Zambian anesthesiologists play almost no role in pain therapy (Table 6). Our study confirms a dramatic lack of oral opioids for pain treatment in sub-Saharan Africa.22,23
Only nationwide structural changes will result in consistent improvements of the Zambian health care system. The situation is even worse in developing countries shaken by war, economic instability, and poverty. These fundamental problems must be solved to provide adequate medical treatment for the world's poorest people. The respondents to this questionnaire indicated that both theoretical and practical training, as well as anesthetic drugs and devices, are needed to improve anesthesia care in Zambia (Table 7).
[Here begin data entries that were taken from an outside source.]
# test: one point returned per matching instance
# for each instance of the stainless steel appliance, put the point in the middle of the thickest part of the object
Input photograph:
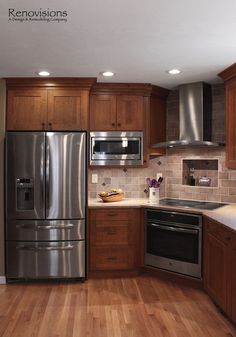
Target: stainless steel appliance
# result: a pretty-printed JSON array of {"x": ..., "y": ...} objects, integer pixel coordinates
[
  {"x": 173, "y": 241},
  {"x": 195, "y": 117},
  {"x": 45, "y": 205},
  {"x": 116, "y": 148}
]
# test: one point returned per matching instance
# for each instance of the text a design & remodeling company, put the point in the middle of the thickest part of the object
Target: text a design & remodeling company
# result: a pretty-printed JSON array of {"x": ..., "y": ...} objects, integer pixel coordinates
[{"x": 38, "y": 15}]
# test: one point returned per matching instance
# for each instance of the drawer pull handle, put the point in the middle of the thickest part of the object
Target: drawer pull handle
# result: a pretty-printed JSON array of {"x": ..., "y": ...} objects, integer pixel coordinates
[{"x": 47, "y": 248}]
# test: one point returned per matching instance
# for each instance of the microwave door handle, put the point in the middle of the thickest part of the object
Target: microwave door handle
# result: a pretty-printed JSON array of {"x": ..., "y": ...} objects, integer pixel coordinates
[{"x": 176, "y": 229}]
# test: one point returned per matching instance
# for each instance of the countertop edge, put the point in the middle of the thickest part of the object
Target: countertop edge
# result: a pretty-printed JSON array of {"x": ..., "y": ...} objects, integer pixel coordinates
[{"x": 226, "y": 215}]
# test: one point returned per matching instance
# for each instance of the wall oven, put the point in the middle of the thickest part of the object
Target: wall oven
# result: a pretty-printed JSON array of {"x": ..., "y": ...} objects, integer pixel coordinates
[
  {"x": 173, "y": 241},
  {"x": 116, "y": 148}
]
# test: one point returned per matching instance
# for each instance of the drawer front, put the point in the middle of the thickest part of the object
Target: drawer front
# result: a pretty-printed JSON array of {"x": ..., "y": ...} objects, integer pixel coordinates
[
  {"x": 111, "y": 215},
  {"x": 45, "y": 259},
  {"x": 112, "y": 258},
  {"x": 116, "y": 235},
  {"x": 233, "y": 241},
  {"x": 54, "y": 230}
]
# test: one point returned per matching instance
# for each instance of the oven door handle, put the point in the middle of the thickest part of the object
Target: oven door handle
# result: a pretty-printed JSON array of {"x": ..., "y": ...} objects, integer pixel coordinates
[{"x": 176, "y": 229}]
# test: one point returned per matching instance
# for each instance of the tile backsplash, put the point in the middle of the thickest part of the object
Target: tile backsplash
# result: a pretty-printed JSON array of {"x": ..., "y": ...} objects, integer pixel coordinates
[{"x": 132, "y": 180}]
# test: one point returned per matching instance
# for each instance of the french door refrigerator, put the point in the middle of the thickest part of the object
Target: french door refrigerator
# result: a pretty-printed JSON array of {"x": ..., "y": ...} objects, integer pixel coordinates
[{"x": 45, "y": 205}]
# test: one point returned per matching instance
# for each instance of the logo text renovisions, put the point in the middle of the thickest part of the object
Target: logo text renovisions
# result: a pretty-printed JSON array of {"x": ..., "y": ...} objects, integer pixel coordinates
[{"x": 37, "y": 15}]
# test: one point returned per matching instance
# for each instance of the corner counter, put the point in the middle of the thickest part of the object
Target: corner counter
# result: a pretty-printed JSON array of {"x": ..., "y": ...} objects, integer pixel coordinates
[{"x": 225, "y": 214}]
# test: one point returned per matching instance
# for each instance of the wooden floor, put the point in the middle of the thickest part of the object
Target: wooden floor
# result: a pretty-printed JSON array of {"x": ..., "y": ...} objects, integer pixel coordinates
[{"x": 143, "y": 306}]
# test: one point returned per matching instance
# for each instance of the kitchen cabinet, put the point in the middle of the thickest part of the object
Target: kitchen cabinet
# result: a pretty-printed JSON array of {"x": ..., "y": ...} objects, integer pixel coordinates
[
  {"x": 229, "y": 77},
  {"x": 220, "y": 265},
  {"x": 59, "y": 104},
  {"x": 116, "y": 112},
  {"x": 130, "y": 107},
  {"x": 114, "y": 240}
]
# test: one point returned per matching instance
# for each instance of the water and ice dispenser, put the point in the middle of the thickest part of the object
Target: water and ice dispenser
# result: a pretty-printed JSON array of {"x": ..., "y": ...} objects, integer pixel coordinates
[{"x": 25, "y": 193}]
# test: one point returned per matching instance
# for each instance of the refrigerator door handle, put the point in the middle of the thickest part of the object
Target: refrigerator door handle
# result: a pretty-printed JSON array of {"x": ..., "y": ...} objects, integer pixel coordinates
[
  {"x": 69, "y": 226},
  {"x": 42, "y": 182},
  {"x": 47, "y": 177},
  {"x": 39, "y": 227},
  {"x": 47, "y": 248}
]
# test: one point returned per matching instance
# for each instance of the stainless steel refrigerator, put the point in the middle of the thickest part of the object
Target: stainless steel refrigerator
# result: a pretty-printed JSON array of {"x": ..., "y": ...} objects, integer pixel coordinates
[{"x": 45, "y": 205}]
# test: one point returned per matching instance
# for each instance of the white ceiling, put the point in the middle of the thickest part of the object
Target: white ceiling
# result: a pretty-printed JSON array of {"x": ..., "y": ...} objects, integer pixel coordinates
[{"x": 139, "y": 40}]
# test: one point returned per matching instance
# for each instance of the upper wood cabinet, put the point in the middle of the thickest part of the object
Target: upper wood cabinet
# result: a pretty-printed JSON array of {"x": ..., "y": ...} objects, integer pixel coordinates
[
  {"x": 26, "y": 109},
  {"x": 56, "y": 104},
  {"x": 130, "y": 107},
  {"x": 110, "y": 112},
  {"x": 102, "y": 115},
  {"x": 229, "y": 76},
  {"x": 68, "y": 109},
  {"x": 130, "y": 112}
]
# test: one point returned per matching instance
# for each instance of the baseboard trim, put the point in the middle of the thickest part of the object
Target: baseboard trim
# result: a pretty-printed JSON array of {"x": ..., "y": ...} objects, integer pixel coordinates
[{"x": 2, "y": 280}]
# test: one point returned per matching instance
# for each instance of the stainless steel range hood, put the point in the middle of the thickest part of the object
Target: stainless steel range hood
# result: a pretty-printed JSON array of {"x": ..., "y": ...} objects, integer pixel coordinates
[{"x": 195, "y": 107}]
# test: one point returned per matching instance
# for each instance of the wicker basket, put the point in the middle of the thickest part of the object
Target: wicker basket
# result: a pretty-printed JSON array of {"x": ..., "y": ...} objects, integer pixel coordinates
[{"x": 112, "y": 198}]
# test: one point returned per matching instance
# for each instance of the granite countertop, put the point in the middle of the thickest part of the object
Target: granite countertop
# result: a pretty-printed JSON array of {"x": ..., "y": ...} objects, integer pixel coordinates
[{"x": 225, "y": 215}]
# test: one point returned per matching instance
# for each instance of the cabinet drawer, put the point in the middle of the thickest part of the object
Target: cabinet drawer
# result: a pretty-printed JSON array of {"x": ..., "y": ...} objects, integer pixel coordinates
[
  {"x": 116, "y": 235},
  {"x": 111, "y": 215},
  {"x": 218, "y": 231},
  {"x": 233, "y": 241},
  {"x": 112, "y": 258}
]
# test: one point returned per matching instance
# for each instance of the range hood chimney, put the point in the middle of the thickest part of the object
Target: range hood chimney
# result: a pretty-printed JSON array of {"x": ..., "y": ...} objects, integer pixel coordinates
[{"x": 195, "y": 107}]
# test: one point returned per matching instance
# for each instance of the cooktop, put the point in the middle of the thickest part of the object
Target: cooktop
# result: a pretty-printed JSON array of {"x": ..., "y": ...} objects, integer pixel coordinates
[{"x": 191, "y": 204}]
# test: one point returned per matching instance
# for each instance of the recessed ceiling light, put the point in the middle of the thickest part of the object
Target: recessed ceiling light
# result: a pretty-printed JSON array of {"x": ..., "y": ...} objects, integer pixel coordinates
[
  {"x": 43, "y": 73},
  {"x": 107, "y": 73},
  {"x": 174, "y": 71}
]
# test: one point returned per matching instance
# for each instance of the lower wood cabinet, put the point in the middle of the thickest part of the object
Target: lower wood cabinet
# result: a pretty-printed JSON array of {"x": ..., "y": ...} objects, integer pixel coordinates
[
  {"x": 114, "y": 239},
  {"x": 220, "y": 265}
]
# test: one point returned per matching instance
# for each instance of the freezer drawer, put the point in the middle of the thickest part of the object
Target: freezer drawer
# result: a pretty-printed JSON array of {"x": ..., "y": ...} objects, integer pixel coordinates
[
  {"x": 54, "y": 230},
  {"x": 43, "y": 260}
]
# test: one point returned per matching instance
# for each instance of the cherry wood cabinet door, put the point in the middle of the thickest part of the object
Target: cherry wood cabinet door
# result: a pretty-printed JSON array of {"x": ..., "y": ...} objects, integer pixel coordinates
[
  {"x": 232, "y": 276},
  {"x": 102, "y": 112},
  {"x": 26, "y": 109},
  {"x": 215, "y": 269},
  {"x": 67, "y": 109},
  {"x": 130, "y": 114}
]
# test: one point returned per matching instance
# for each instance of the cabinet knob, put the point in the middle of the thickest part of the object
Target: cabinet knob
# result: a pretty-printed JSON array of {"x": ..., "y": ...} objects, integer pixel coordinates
[{"x": 112, "y": 258}]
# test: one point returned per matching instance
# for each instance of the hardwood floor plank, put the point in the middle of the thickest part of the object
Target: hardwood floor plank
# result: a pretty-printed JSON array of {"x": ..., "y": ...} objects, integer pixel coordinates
[{"x": 142, "y": 306}]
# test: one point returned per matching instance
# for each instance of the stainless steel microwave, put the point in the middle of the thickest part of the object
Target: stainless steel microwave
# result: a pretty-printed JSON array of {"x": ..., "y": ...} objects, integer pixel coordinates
[{"x": 116, "y": 148}]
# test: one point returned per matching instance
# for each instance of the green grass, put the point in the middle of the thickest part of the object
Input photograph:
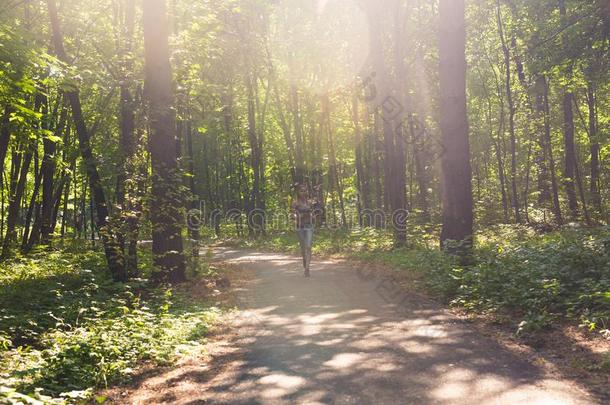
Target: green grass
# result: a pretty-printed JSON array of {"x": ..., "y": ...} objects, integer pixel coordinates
[
  {"x": 527, "y": 279},
  {"x": 66, "y": 328}
]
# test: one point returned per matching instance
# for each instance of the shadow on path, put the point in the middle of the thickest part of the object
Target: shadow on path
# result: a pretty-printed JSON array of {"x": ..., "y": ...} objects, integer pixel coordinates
[{"x": 342, "y": 338}]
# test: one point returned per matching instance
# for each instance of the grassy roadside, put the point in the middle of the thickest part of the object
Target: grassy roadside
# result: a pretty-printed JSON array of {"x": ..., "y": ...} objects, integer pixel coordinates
[
  {"x": 527, "y": 281},
  {"x": 66, "y": 328}
]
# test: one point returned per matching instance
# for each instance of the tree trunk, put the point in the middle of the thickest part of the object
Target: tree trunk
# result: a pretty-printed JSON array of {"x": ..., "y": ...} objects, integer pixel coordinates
[
  {"x": 166, "y": 217},
  {"x": 112, "y": 251},
  {"x": 18, "y": 182},
  {"x": 549, "y": 145},
  {"x": 511, "y": 117},
  {"x": 594, "y": 150},
  {"x": 455, "y": 163}
]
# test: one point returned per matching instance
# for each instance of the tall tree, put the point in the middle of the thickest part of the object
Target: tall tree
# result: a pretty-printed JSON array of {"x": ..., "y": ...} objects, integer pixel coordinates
[
  {"x": 455, "y": 163},
  {"x": 114, "y": 255},
  {"x": 165, "y": 214}
]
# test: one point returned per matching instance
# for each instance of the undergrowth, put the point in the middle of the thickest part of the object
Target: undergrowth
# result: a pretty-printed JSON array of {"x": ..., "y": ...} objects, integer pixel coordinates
[{"x": 66, "y": 328}]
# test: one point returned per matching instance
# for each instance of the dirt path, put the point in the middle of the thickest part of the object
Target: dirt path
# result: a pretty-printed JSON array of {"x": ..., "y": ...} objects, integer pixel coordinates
[{"x": 344, "y": 337}]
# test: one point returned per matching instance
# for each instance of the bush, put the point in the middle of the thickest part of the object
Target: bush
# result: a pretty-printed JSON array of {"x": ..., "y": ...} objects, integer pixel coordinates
[{"x": 68, "y": 328}]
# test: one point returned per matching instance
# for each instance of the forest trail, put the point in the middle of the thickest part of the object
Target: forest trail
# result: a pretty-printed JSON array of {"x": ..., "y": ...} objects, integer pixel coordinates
[{"x": 342, "y": 337}]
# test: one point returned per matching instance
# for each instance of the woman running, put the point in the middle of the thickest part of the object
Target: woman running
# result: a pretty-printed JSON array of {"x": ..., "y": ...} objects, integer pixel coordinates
[{"x": 303, "y": 208}]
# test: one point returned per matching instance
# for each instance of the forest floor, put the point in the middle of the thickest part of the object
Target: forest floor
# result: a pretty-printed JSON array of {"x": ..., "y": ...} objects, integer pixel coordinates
[{"x": 345, "y": 335}]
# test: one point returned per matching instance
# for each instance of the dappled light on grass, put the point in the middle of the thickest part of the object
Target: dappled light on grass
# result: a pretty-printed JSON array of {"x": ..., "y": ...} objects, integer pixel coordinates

In accordance with suggestions of other authors,15,24 oxygen concentrators and oxygen saturation monitors may enhance intraoperative and postoperative patient safety in Zambia, as it has been shown for industrialized countries.25 However, donated medical devices will only improve patient care if they can be used locally (e.g., most hospitals do not have a compressed air supply, and thus cannot use modern anesthesia machines), if health care personnel are adequately trained, and if basic maintenance can be guaranteed for a reasonable period of time. Suggestions on how to transfer knowledge and material to less developed countries are summarized in Table 1 of the supplementary material (available at www.anesthesia-analgesia.org).
There are important limitations to our survey results. First, despite the high return rate of questionnaires, our data cannot be taken as absolute figures for the entire country of Zambia. Although unlikely, it is possible that overall anesthesia care is significantly better in the nonresponding hospitals. Second, we only investigated intensive care units in hospitals offering surgical and anesthesiology services. Third, the results of this study cannot be extrapolated to other developing countries, particularly not to those outside of sub-Sahara Africa. Fourth, the statements on complications and mortality rates may be based on personal impressions rather than on objective data. Fifth, data on medical disciplines with which the responding anesthesiologist is not involved (e.g., emergency medicine) may not be valid.
In conclusion, anesthesia in the Republic of Zambia is highly under-developed and under-resourced. Indeed, it bears little resemblance to anesthesia practiced in developed countries.
We are indebted to the Zambian Ministry of Health and the Zambian anesthesiologists who supported this questionnaire survey and helped to assemble the data. Moreover, we thank Mrs. Racheal Phiri for her invaluable help in contacting the hospitals and increasing the response rate of this survey. The authors further thank Prof. Dr. Jukka Takala from the Department of Intensive Care Medicine, Inselspital Bern, for critical review of the manuscript.